Toutefois, selon l’article 514-1 du même code, le juge peut écarter l’exécution provisoire de droit, en tout ou partie, s’il estime qu’elle est incompatible avec la nature de l’affaire. Il statue, d’office ou à la demande d’une partie, par décision spécialement motivée.

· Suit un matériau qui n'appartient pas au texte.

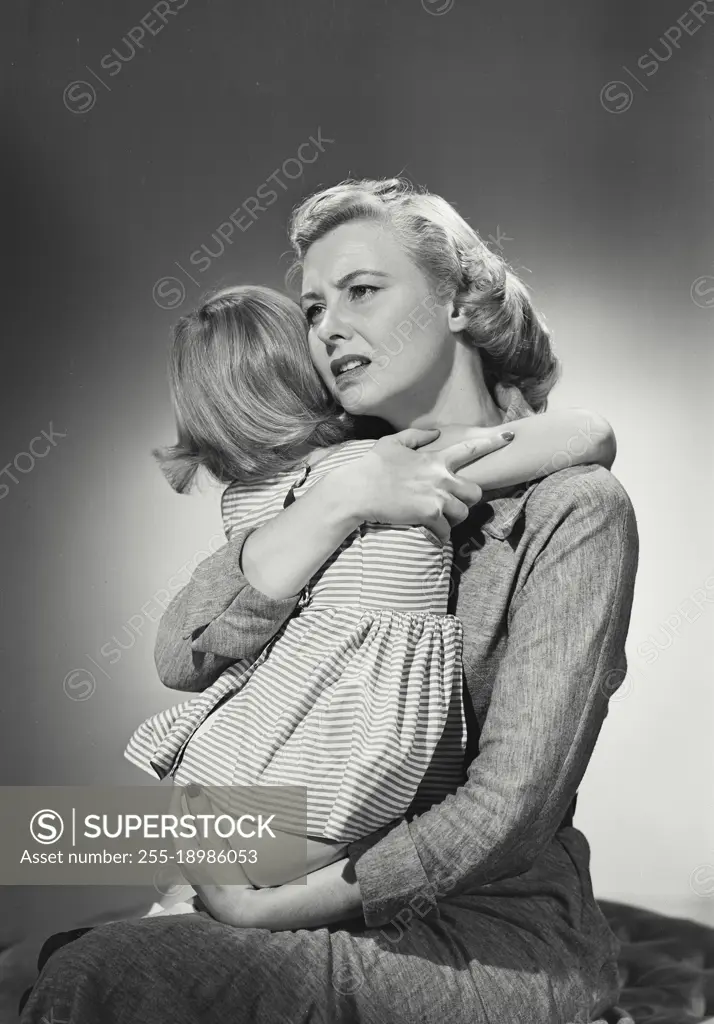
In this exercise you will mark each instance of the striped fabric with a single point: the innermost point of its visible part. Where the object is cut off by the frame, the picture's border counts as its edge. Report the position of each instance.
(359, 696)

En l’espèce, compte tenu du montant et de l’ancienneté de la dette et de l’absence totale de reprise du paiement des loyers depuis l’assignation, il n’y a pas lieu d’écarter l’exécution provisoire de la présente décision.
PAR CES MOTIFS
Le juge des contentieux de la protection,
CONSTATE que la dette locative visée dans le commandement de payer du 20 novembre 2024 n’a pas été réglée dans le délai de deux mois ;
CONSTATE, en conséquence, que le contrat conclu le 10 août 2021 entre la SAEM ALSACE HABITAT, d’une part, et M. [O] [V] et Mme [S] [F], d’autre part, concernant les locaux situés au [Adresse 3] à [Localité 5] est résilié depuis le 21 janvier 2025 ;
DIT n’y avoir lieu d’octroyer des délais de paiement à M. [O] [V] et Mme [S] [F], sans préjudice des délais qui pourraient leur être accordés dans le cadre d’une procédure de surendettement ;
ORDONNE à M. [O] [V] et Mme [S] [F] de libérer de leur personne, de leurs biens, ainsi que de tous occupants de leur chef, les lieux situés au [Adresse 3] à [Localité 5] ainsi que, le cas échéant, tous les lieux loués accessoirement au logement ;
DIT qu’à défaut de libération volontaire, il pourra être procédé à leur expulsion et à celle de tous occupants de leur chef avec l’assistance de la force publique ;
DIT que le sort des meubles sera régi conformément aux dispositions des articles L. 433-1 et L. 433-2 du code des procédures civiles d’exécution ;
RAPPELLE que l’expulsion ne pourra avoir lieu qu’hors période hivernale et à l’expiration d’un délai de deux mois suivant la délivrance d’un commandement d’avoir à libérer les lieux ;
CONDAMNE solidairement M. [O] [V] et Mme [S] [F] au paiement d’une indemnité d’occupation mensuelle égale au loyer et aux charges qui auraient été dus en cas de poursuite du bail, soit 682,30 euros (six cent quatre-vingt-deux euros et trente centimes) par mois ;
DIT que cette indemnité d’occupation, qui se substitue au loyer dès le 21 janvier 2025, est payable dans les mêmes conditions que l’étaient le loyer et les charges, jusqu’à libération effective des lieux et remise des clés à la bailleresse ou à son mandataire ;
CONDAMNE solidairement M. [O] [V] et Mme [S] [F] à payer à la SAEM ALSACE HABITAT la somme de 4 167,32 euros (quatre mille cent soixante-sept euros et trente-deux centimes) au titre de l’arriéré locatif arrêté au 8 septembre 2025, loyer d’août 2025 inclus, avec intérêts au taux légal à compter de la signification de la présente décision ;
RAPPELLE que M. [O] [V] et Mme [S] [F] pourront obtenir le remboursement en tout ou partie de la part de supplément de loyer de solidarité (129,54 euros) incluse dans cette condamnation s’ils communiquent à la bailleresse leurs avis d’imposition ou de non-imposition et renseignements concernant l’ensemble des personnes vivant au sein de leur foyer au titre des années 2024 et 2025 et permettant, dans l’affirmative, d’en permettre la liquidation définitive ;
CONDAMNE solidairement M. [O] [V] et Mme [S] [F] aux dépens comprenant notamment le coût des commandements de payer du 20 novembre 2024 et celui des assignations du 17 mars 2025 ;
CONDAMNE solidairement M. [O] [V] et Mme [S] [F] à payer à la SAEM ALSACE HABITAT la somme de 250 euros (deux cent cinquante euros) au titre de l’article 700 du code de procédure civile ;
DIT n’y avoir lieu d’écarter l’exécution provisoire de droit de la présente décision.
Ainsi jugé par mise à disposition au greffe le 23 septembre 2025, et signé par le juge et la greffière susnommés.